Ah, yes, BIT is well-made for that sort of thing. I was thinking of INC or DEC. But you do need a memory location to work with. Maybe that's fine... I was thinking of somehow using stack space. But it all gets rather tangled.

BIT could constrain which value you're holding in .A, so I don't think that would be great. If you wanted to return zero in .A and the Z flag unset, that'd be quite difficult to do with just BIT.

I was thinking you'd set up a RAM byte with %000000ZC (with Z inverted), load up .A with your return value, then LSR that byte to set up C and Z.

Alternatively, if you wanted to use the stack instead of a scratch ZP location, push a flag byte to the stack, set up .A, then PLP and RTS. This way might be a few cycles faster, without a read-modify-write instruction involved, but the flags byte also might take a bit more setup than the LSR method.

Ah, PLP, that's a good thought. I'd been thinking about indirecting into the stack, but then you need to use or preserve X, and it's all too much.

With a 65802 or 65816 the SEP or REP should work (allthough not tested).

If you use the V Flag instead of Z you may set/clear V before reaching the end of the subroutine where you wish to return with a valid A and C.

The easiest way to return with an additional flag IMHO is using the D flag.


my 2 cents

I vote for White Flame's LSR scheme.

PHA/PLA don't affect the status register at all flag, so maybe something like this: for example

PHA doesn't affect flags, but PLA does set N and Z to match the newly loaded accumulator value, as with any other load instruction. I also think your example might have PHA/PLA reversed, unless you're doing something even more clever.

The D flag is easy to set and clear, but hard to test (requires PHP, PLA, BIT#) and interferes with arithmetic if the caller forgets to clear it. The V flag is easy to test but harder to set (though easy to clear) because there's no SEV (unless you're on a 65816). N and Z are easy to test, but are interfered with by almost every ALU operation.

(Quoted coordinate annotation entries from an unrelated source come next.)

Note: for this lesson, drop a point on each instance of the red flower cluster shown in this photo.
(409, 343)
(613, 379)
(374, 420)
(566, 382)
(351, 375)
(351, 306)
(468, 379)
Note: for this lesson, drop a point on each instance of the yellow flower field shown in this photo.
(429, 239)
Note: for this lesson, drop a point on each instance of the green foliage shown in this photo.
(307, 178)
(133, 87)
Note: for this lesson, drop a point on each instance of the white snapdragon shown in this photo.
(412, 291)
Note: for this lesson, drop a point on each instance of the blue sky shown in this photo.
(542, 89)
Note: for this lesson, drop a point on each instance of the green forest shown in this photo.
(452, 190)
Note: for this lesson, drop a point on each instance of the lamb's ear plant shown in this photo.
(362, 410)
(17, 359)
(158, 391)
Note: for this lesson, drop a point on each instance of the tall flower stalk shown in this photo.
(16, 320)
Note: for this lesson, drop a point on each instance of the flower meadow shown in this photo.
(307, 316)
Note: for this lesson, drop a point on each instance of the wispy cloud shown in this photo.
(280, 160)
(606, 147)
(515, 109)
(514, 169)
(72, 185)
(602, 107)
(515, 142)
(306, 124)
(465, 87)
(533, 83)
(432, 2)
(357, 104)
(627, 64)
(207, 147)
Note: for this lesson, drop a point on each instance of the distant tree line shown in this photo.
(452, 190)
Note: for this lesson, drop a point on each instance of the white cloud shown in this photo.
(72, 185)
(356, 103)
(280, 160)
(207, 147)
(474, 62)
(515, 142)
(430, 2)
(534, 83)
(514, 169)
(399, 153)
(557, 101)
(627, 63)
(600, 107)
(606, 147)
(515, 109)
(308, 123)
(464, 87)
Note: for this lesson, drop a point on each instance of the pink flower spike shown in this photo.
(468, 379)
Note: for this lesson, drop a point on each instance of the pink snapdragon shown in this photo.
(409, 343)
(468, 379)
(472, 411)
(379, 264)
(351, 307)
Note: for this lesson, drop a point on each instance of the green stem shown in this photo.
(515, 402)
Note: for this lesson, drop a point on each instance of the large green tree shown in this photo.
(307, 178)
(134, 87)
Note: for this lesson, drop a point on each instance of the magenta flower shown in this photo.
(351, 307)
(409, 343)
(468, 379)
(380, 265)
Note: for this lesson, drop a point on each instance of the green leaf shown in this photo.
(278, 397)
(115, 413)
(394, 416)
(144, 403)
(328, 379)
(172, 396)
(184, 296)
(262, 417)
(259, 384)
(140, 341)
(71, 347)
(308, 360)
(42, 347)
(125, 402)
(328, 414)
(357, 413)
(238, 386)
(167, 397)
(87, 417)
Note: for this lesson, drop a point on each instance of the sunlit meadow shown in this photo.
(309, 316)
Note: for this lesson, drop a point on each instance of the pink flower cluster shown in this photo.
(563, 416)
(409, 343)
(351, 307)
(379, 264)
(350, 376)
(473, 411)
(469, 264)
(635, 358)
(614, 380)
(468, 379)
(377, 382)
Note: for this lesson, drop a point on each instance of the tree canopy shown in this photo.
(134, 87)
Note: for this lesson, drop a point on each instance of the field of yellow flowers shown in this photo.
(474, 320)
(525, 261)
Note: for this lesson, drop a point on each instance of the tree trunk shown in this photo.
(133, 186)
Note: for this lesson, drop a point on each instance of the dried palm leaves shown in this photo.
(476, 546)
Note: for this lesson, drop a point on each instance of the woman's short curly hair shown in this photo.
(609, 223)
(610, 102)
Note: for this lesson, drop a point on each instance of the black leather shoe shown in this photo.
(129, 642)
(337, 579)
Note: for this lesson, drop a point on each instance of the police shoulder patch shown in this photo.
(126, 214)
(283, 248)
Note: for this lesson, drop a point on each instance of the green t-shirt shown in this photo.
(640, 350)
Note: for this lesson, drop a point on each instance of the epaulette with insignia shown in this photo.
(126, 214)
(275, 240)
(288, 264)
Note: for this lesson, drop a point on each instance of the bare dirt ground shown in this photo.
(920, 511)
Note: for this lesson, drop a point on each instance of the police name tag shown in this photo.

In practice, 6502 software does use the V flag for this purpose since it's corrupted by relatively few instructions - only ADC. SBC, BIT (not #), RTI and PLP. You can set it reliably using LDA #&40, ADC #&40, which also sets N, and clears C and Z. Similar two-instruction sequences (substitute #&80 or #&C0 in the LDA) can leave N and Z in different states, though it's not possible to set both N and Z simultaneously this way. Only BIT is capable of altering Z independently of N, besides directly loading the status register. To preserve N and Z while loading A with the return value, you'll need PHP, PLP.

C, V, N and Z can be set simultaneously in arbitrary combinations using LDA#, PHA, ..., PLP. On CMOS chips you can also build these flags using the index registers. On the 65816 you can set and clear the flags explicitly using SEP/REP.